Gen-i is involved in implementing virtualisation solutions for its customers. According to ICT services manager Joe Bradley, the most important recent developments include increasing ability to apply virtualisation to diverse end-user environments, and ability to deploy mixed on-premise and cloud-based virtualised environments.

“Virtualisation for desktops is expected to have a significant impact on the market,” says Bradley. “It offers similar benefits to server virtualisation — such as standardisation, lower capital cost, centralised control - with improved methods for handling multiple operating environments and applications.”

AppSense provides IT management solutions focusing upon virtual environments. “As an organisation, we have been around for 14 years,” says ANZ general manager, Sean Walsh. The company began within the Citrix environment, but is now increasingly moving into other markets.

The AppSense management suite is modular software that provides diverse functionality for managing the virtual environment and ensuring the same look and feel on desktops no matter where they are accessed. AppSense provides mobile personalisation, as well as related technology such as security and licence management.

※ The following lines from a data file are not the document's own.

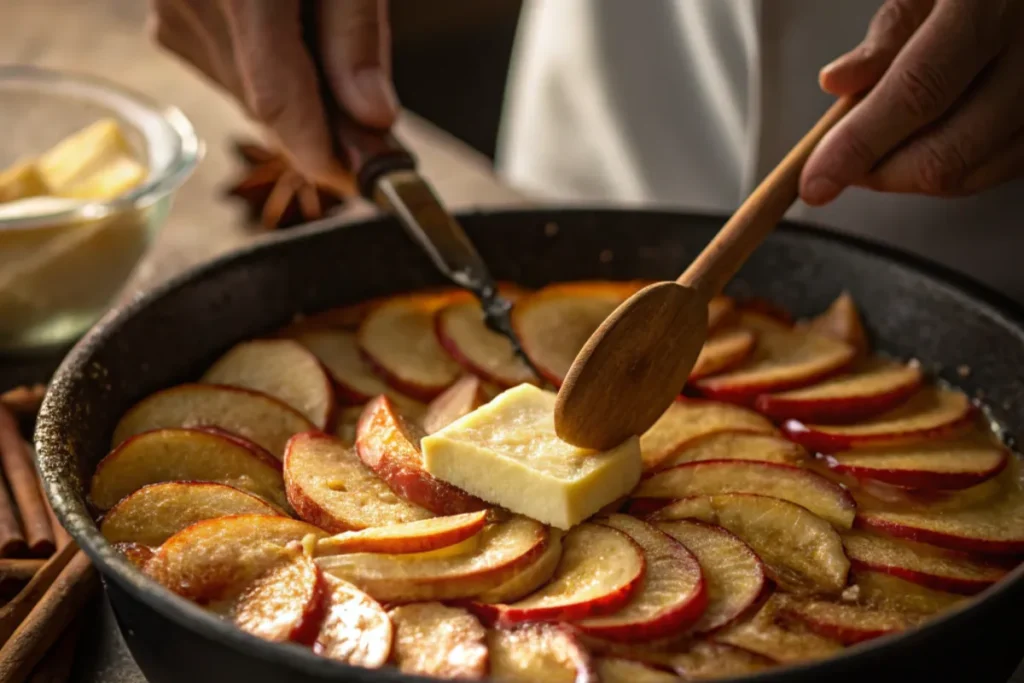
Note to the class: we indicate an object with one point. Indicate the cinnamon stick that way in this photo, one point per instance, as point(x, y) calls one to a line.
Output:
point(15, 458)
point(48, 620)
point(17, 609)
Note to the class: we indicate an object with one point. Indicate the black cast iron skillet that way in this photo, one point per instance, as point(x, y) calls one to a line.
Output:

“Desktop virtualisation helps to reduce costs, while providing flexibility, and securing information,” says Walsh. “We bring user management. Frequently, companies haven’t thought of how to provision virtual desktops from a centralised environment. We can help with this and can also aid in areas such as rollout of Windows 7. Most companies will adopt a hybrid desktop model, with some physical and some virtual. We bring user management to all platforms, with centralised console management.”

Maxnet is a provider of business server hosting and connectivity solutions, and views virtualisation as an important part of the business. “Virtualisation enables service providers to better meet the needs of an increasingly mobile workforce that expects to be able to access their required applications and services anytime and anywhere at low cost,” says enterprise architect Jeremy Nees.

The first wave of virtualisation was based on cutting costs, consolidation of server environments and increased management efficiency. Another outcome was simplification of moving server workloads at the backend from one platform to another. This provides many potential benefits, though only a few have so far been realised.

The virtualisation concept is now being taken a step further. “Administrators are looking to migrate virtual machines across datacentres to cut running costs even further,” says Nees.

“For instance, compute demand could be moved according to where the cheapest power is available at a given period of time. So the second wave of virtualisation is about offering this kind of cost-saving, backend mobility without jeopardising the user’s quality of service. It offers service providers the ability to connect an increasingly mobile workforce to applications and services regardless of where the application or service resides or to where it may be moved.”

The next big step is network virtualisation, which will result in convergence of the network stack. “This will let different elements of the network be delivered down the same 10gbps Ethernet,” says Nees.

“This greatly simplifies administration of the network, and allows far greater automation which is required to deliver all that a cloud computing platform promises to offer. It enables end-to-end virtualisation, where all parts of the solution are virtualised, including load balancing, security and storage. So, no matter where any given pool of virtualised servers are migrated, the entire supporting network goes with them to ensure end users are still able to connect to the service that is being delivered from the virtual servers.”

An industry working party is also coordinating a common standard for virtualisation technologies, which will play an important part in ensuring the mobility of virtualised services across various virtualisation platforms. This should make it possible to migrate virtualised services at will from private clouds to public clouds, and from a VMware platform to Xen platform.

“We’ve built a ‘2N’ datacentre infrastructure, which basically means everything in the datacentre is duplicated so we can guarantee 99.99 percent uptime,” says Nees.